February 1, 2010

Grading the "Grades" reports

I'm back from Toronto today--had a great time talking with Canadian faculty, had my head chewed off in a thoroughly polite, Canadian way for one bone-headed error I made in discussion, survived subzero temperatures for a few mornings, and completely failed to enter the Hockey Hall of Fame building--and back in Florida the temperatures are a bit lower-than-average for this time of year but discussion of the Ed Week Quality Counts "grades" given Florida is apparently heating up. So maybe I need to revisit my idea from last summer of grading the grading reports. Last June, I pointed out that professional grading practices generally provide scoring criteria in advance, so that those who are being evaluated will have a chance to... you know... meet the standards. Let me list all of the facets on which I think one can grade such "grade reports" of states and the like:

  • Purpose. Is there a clear public rationale for issuing such a report? How broad or narrow is the public purpose?
  • Scoring criteriaDescribed in June.
  • Description of sources and analysis. How systematic is the collection of source material (as opposed to anecdotal or convenience sampling)? Is there a clear chain described from collection of data to the application of labels? Is there a discussion of relevant caveats/alternatives?
  • Robustness of sources. Are the sources publicly verifiable or replicable? Are they subject to gaming, falsifiability, or manipulation?
  • Relevance of sources. Is the material relevant to the criteria, and does the "grade report" use the most relevant obtainable information? Is the source information analyzed appropriately to warrant the application of the grade labels?
  • Sponsorship. Are funding sources and potential related interests stated clearly? Is there a separation between the real or likely perceived material interests of sponsors, on the one hand, and editorial control of the project?

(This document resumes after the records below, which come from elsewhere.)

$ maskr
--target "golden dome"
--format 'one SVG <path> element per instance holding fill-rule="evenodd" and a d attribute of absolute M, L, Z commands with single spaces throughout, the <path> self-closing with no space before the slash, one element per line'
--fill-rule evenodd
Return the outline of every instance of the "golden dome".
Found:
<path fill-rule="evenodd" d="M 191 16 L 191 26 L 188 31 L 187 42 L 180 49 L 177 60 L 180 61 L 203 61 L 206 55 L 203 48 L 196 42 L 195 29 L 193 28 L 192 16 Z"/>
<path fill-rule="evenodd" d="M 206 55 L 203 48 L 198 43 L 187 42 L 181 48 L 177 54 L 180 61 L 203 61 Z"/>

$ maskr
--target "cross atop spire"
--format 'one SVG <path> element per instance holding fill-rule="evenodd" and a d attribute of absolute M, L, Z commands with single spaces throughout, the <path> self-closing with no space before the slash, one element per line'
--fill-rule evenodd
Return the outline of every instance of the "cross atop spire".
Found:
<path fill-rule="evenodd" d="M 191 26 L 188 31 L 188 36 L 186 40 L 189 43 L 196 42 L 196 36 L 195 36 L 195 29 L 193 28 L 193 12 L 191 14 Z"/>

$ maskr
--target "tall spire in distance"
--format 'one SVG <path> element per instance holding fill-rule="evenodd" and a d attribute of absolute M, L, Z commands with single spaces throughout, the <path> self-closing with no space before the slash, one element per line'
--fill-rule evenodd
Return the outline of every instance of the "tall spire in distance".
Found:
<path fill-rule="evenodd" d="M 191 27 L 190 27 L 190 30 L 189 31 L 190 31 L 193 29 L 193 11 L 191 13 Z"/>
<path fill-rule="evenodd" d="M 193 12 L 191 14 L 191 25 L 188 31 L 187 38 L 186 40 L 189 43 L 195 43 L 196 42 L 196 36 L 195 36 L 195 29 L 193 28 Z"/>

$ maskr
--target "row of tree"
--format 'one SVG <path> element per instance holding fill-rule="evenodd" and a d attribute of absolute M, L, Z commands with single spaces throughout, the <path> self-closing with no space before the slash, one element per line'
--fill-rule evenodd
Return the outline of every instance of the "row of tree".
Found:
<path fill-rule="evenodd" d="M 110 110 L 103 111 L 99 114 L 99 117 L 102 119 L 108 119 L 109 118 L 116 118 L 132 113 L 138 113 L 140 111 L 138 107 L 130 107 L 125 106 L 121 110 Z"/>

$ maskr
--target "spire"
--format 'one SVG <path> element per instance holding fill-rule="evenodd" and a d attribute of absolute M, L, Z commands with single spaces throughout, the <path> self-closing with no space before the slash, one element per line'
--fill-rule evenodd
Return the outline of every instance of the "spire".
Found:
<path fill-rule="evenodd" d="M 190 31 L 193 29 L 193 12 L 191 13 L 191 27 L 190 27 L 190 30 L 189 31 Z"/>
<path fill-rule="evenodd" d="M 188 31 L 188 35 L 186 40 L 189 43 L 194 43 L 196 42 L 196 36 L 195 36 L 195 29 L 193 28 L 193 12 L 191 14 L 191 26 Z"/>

It strikes me on impression that different types of periodic "grading" exercises have different types of weaknesses. An advocacy organization whose reports rely on anecdotal evidence and give higher grades to states that are more extreme towards its position might receive lower grades on description of sources and analyses and sponsorship than in other categories. A news organization that makes millions of dollars by selling a volume ranking colleges and universities using reputational surveys of institution heads and data on institutional wealth is likely to receive low grades on public purpose, robustness of sources, and relevance of sources. A news organization that ranks states on categories that change every year using no apparent criteria that also change every year is likely to receive its lowest grades in the area of scoring criteria and description of sources and analyses.

As a faculty member who has assigned thousands of grades to students, where the grades affect student progress towards degrees and financial-aid eligibility, I know from experience that the process of grading is imperfect and in my field depends on judgment rather than objective cut-and-dried methods. That's why I state criteria as early as I can, display model work from prior semesters if possible (with the permission of their creators), answer questions about assignments, look at drafts, structure revision opportunities into a number of courses, and always let students correct me when they document that I have recorded individual assignment grades incorrectly.  I know from student complaints about grading in general that they hate being judged on criteria they feel the evaluator keeps secret, or that is designed to make the evaluator look good, or that serves some other purpose that isn't for the general purposes grading is accepted by at least some to serve. In other words, if you're going to assign grades, especially if the clear intent is to shame certain entities into changing, you need to take at least a few minutes of care to address common-sense ethical expectations. I'd have far more patience with these publicity-seeking exercises if there were more care evident in the process.